The study, by Cass professor of asset management Andrew Clare and Cass visiting fellow Chris Wagstaff, is entitled
‘Pension scheme governance in a risk-focused world’
. It proposes a transparent framework for a risk-based performance monitoring process. If adopted, such a framework would greatly enhance and strengthen pension scheme governance, according to the study.
Given the now widespread use of derivatives in pension scheme portfolios, the paper also proposes an alternative, more robust governance structure for monitoring derivatives portfolios, focussing on the often overlooked operational risks.
This structure envisages the establishment of a direct relationship between the scheme and the custodian that holds its derivative assets – very much in the spirit of the UK’s 2001 Myners Report recommendations for strengthening governance standards for pension schemes.
The study also examines trustees’ motives for investing in less liquid and often more complex, ‘bond-like’ asset classes and also proposes a valuation approach that could be integrated into the monitoring framework proposed.
The paper also argues that it is possible to improve pension scheme governance by making use of simple checklists that should enable trustees to monitor key investment and operational risks of the scheme.
Finally, in constructing the investment and operational risk checklists, the study identifies the minimum levels of knowledge and understanding that trustees require today to monitor the vast array of scheme risks efficiently. The study proposes that the widespread attainment of this minimum level of knowledge and understanding would greatly improve scheme governance.

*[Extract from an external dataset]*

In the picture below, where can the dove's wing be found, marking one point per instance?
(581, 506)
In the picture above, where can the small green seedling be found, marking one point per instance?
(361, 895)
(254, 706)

“The operational infrastructure which comes with integrating derivatives into an investment portfolio may seem dull, but it is both very necessary and very complex,” said Professor Clare. “In fact, it’s a bit like the plumbing in our homes: nobody notices or cares about their plumbing until a pipe bursts, or their boiler breaks down. The bottom line is that trustees really need to pay more attention to the plumbing supporting their derivative investments.”
Gerald Wellesley, Europe, the Middle East and Africa (EMEA) head of pensions at BNY Mellon, said: “Our pension clients are increasingly challenged when it comes to developing and maintaining high standards of governance given the ongoing switch in focus from asset growth to risk management.
“They need better tools to support their planning around these changes and we are confident that the new framework outlined in this study will help provide schemes with the additional clarity and insight they require.”